Mumbai: Gold has seen it all in the last one month. From the depths of despair near the $250 per ounce mark, to sheer ecstasy as it soared to $340 per ounce in no time. Then, in the last one week, it plummeted to $286 per ounce, as the nightmare returned only to bounce back above the $300 per ounce mark. As they say at the US PGA tour, `Anything is possible'.It is widely believed that the Bank of England (BoE) was behind gold's latest decline to below the $290 per ounce mark. Rumours persist that the BoE wanted the yellow metal below the $300 per ounce mark to help the beleaguered Ghananian Ashanti Gold Mine. It is said that the collapse of Ashanti would have resulted in the Ghananian economy rolling over. Thus, necessitating a bail-out package from Britain. Probably, pushing down gold prices was far more easier and convenient for all parties.
However, while some producers rejoiced gold's fall to near $286 per ounce in Asia, others wanted the yellow metal to move higher. Thus, the volatility in prices, in fact, buyback by Australian producers was said to have been instrumental in bringing back gold prices near the $300 per ounce region.
With lease rates below the one per cent levels, there is no tightening in bullion markets. But analysts expect fundamentals to hold sway after the current choppy waters calm down. Experts predict gold to be in the $325 per ounce region in the next year.
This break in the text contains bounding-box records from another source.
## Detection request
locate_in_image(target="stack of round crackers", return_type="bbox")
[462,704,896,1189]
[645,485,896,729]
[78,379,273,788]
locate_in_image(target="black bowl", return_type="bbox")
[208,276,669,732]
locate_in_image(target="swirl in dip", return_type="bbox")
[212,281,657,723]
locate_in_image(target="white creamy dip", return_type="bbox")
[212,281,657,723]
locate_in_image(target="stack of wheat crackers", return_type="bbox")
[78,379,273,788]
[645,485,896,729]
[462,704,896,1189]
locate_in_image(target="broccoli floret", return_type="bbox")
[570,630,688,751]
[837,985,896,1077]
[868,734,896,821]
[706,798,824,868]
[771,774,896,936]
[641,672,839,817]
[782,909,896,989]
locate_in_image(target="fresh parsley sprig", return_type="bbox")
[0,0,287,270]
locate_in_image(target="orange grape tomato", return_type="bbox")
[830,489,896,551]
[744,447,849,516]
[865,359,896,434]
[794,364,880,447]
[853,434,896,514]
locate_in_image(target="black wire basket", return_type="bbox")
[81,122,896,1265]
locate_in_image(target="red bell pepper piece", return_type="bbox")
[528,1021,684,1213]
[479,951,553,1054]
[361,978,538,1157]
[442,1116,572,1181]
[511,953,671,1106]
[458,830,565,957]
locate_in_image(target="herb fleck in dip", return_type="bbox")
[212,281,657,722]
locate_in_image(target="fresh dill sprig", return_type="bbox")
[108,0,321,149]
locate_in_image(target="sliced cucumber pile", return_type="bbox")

Even though short-term, the markets are uncertain, most believe that in the longer-term gold is likely to see more surges than declines.
But for that, the yellow metal would have to depend on the much touted `bubble theory' of US stock markets. Ironically, in the last one week, the Dow has soared from near 10,000 to well over 10,700 in spite of a warning by the US Fed chief. In the meantime, the stock markets brushed aside the 70th anniversary of the `Great Depression of 1929' and even the infamous October effect.
In fact, Alan Greenspan has now conceded that US technology stocks are firmly entrenched. Although he still expects a slowdown, he is not certain when. Yet, many believe that the red light for the stock markets would come before the year end. Most expect the Y2K fears to trigger an upheaval in US markets.
Gold awaits to benefit from the resultant turmoil.
Silver tagged along with gold but ended slightly higher at US cents 529 per ounce, while gold was just below the $300 per ounce mark at $299.10 per ounce. But platinum was robust near $420 per ounce and palladium firm near $390 per ounce. In the domestic markets, buyers waited even as gold crashed in the international markets. They returned only when gold recovered, realising that gold would not fall further. Standard gold declined from Rs.4,710 per 10 gms to Rs.4,640 per 10 gms before closing at Rs.4,645 per 10 gm. Silver .999 recovered from Rs.8,145 per kg to Rs.8,205 per kg before closing at Rs.8,140 per kg (gold and silver, Mumbai, Saturday prices).
Meanwhile, according to reports, red-tapism in Russia has opened a window for duty-free imports of aluminium, ferrous and precious metals. On April 28, 1999, Russia had imposed a 5 per cent export duty on the above mentioned goods for six months.
However, a new notification is yet to see the light of the day. Even though it is expected that gold would be exempted from the duty, this window for free exports could be open for even as long as week. Thus, Russia with annual production of gold aggregating 100-115 tonnes is ripe for exports.
But, it is comforting to know that at present the only gold available for exports is with the Russian Central Bank. However, with gold high, the economy in dire straits and in a country where Boris Yeltsin changes prime ministers at the drop of a hat, `Anything is possible'.